- Mkt Cap USD0.7b
- CMP Rs360
- Buy
Birla Corp's 1QFY11 operational performance was in-line with our estimates, with EBITDA of Rs1.65b (v/s est 1.65b). However, lower other income and higher interest cost impacted reported PAT to Rs1.18b (v/s est Rs1.29b). Key highlights include:
- Volume growth of 23% YoY (~10% QoQ decline) to 1.49mt. Realizations were higher by 1.2% QoQ (~5.6% YoY decline) at Rs3,510/ton.
- However, EBITDA margins were flat QoQ (~720bp YoY decline) to 28.6% and EBITDA declined by 5% QoQ (~6% YoY) to Rs1.65b.
- Higher interest cost and lower other income impacted PAT to Rs1.18b (~24% YoY & 14% QoQ decline).
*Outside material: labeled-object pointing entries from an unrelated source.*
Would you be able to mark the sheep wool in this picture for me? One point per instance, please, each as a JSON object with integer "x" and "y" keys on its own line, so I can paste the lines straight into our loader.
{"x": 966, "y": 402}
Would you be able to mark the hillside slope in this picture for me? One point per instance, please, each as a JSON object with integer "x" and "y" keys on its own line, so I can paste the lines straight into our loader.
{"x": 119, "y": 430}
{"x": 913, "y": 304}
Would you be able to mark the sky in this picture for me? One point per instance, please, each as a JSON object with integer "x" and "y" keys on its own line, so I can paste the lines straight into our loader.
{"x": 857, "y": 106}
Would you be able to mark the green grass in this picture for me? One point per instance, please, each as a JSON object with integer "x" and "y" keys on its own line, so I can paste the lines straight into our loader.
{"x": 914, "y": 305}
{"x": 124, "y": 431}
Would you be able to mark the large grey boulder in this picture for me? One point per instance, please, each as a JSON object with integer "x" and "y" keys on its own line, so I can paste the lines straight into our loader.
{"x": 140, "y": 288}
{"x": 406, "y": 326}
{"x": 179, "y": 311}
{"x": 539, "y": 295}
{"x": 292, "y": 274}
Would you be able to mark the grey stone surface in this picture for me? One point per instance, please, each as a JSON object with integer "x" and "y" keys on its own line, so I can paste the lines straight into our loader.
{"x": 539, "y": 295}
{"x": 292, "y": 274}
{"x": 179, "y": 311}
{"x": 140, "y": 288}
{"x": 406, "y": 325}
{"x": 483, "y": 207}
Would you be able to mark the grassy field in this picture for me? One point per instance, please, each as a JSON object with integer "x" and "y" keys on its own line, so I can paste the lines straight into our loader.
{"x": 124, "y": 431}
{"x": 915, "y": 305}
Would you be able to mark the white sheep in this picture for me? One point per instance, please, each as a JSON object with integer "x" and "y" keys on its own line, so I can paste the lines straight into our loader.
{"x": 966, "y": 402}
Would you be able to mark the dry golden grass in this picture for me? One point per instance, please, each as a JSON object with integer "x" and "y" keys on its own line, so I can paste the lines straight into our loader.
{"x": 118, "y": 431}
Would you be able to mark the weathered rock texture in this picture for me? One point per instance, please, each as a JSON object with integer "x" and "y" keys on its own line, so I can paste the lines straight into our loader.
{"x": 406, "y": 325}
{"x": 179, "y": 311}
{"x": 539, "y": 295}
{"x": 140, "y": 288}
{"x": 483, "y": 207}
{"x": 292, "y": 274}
- Enhanced capacity expansion plan at Rajasthan from 1.2MT to 2.7MT, taking total capacity to 10.8MT by mid-FY13.
- Our estimates are marginally downgraded by 1.9% to Rs61.3 for FY11 and by 1.3% to Rs63.3 to FY12.
The stock trades at extremely attractive valuations of 5.9x FY11E EPS, 2.5x FY11E EV/EBITDA and at EV/ton of US$46 (on expanded capacity of 7.5MT), which is at a significant discount to its comparable peers. Maintain Buy with target price of Rs467 (~4x FY12E EV/EBITDA).